Book reviews from SimonTremarco

Victoria, Australia

Number of reviews
3
Average review
SimonTremarco's average rating is 3 of 5 Stars.
On Jul 30 2014, SimonTremarco said:
SimonTremarco rated this book 5 of 5 Stars.
The Norton Critical Edition edition by Stephen Shepherd makes for an ideal presentation of Malory, one that strongly evokes the experience of reading the original Winchester manuscript, but at the same time gives plenty of help for the modern reader. Introduction, explanatory notes and glossary are finely judged. Note that this edition is in original spelling and is unabridged: a lower degree of difficulty can be found in Helen Cooper's abridged, modern-spelling edition (Le Morte Darthur: The Winchester Manuscript (Oxford World's Classics)). The editor expresses some hesitation (p. xii) over the decision to break the text up into modern paragraphs, and not simply to reproduce the manuscript's placement of paragraph symbols in unbroken text. It's not a big issue, but I for one would have found this method attractive, the bold paragraph symbols (as I imagine) breaking up the text adequately and giving an even more distinctive, manuscript-like feel to it. The only thing that slightly detracts from the book for me is the typesetting of the verso pages (the left-hand pages of each opening), which goes against traditional practice. Since the text is prose, set justified left and right, the marginal annotations of the left-hand pages could easily have been placed in the outer margin, in a mirror image of the right-hand pages.
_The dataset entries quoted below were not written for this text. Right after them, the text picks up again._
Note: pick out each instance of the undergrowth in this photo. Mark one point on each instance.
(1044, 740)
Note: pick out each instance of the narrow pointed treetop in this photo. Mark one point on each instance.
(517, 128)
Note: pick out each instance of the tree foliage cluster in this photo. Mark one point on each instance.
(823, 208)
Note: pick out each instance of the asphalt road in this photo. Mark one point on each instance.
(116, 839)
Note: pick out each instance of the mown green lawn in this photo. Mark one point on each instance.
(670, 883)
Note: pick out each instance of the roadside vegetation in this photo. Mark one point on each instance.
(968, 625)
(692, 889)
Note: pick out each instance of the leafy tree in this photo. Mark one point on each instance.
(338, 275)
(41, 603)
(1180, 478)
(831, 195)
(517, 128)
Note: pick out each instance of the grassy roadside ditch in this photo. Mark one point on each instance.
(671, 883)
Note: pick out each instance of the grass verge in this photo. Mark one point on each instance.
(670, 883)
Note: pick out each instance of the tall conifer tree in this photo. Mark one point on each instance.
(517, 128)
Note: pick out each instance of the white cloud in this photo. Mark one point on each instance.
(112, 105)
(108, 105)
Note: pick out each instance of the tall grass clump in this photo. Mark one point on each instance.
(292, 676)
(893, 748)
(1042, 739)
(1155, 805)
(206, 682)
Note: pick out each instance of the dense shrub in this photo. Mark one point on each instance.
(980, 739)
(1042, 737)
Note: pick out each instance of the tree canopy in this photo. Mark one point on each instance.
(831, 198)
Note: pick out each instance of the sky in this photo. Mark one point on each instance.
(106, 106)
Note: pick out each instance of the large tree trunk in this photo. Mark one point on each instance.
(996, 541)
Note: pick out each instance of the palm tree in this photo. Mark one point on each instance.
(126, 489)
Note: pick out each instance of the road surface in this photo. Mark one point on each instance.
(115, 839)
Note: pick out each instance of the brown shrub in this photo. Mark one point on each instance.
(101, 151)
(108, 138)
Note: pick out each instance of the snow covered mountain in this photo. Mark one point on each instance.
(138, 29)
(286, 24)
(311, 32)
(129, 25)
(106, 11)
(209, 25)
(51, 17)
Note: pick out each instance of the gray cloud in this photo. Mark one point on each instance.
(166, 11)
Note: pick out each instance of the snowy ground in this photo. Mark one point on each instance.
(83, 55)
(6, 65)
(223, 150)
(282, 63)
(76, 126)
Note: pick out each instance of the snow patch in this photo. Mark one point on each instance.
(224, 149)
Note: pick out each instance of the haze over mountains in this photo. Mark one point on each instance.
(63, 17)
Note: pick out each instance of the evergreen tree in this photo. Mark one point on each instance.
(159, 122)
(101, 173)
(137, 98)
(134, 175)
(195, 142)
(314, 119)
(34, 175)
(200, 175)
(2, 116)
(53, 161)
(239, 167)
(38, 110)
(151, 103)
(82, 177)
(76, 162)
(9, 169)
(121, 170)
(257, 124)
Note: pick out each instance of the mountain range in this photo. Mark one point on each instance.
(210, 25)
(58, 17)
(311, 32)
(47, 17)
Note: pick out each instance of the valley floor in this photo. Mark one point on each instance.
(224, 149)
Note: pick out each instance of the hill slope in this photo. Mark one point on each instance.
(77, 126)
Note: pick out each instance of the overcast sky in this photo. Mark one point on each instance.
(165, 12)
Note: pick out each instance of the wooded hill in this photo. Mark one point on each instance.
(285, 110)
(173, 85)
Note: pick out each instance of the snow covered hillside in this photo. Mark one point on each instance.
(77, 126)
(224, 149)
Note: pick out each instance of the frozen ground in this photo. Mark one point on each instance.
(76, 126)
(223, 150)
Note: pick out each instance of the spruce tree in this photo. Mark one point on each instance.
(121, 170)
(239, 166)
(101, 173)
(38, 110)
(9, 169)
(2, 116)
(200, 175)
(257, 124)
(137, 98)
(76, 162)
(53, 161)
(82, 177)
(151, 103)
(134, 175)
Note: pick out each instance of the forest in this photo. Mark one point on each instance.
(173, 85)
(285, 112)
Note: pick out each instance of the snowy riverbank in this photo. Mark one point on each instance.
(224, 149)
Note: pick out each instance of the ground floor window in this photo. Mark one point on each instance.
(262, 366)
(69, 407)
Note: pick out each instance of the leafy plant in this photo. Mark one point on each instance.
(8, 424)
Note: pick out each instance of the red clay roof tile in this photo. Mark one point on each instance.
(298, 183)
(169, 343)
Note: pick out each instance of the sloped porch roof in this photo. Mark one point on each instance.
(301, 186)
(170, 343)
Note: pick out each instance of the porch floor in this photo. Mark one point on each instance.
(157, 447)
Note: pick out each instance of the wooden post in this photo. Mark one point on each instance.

As it is there is a stark, mostly empty space along the inner edge of the left page, while the text comes to within a few millimetres of the outer edge, disturbing to the eye and leaving no thumb-room. Poetry has to be set this way, of course, with its ragged right edge - and in any case the narrower columns of text are easier to keep clear of the page's edge. But if this is Norton house style for prose, I can't see why it's necessary.
On Dec 16 2010, SimonTremarco said:
SimonTremarco rated this book 2 of 5 Stars.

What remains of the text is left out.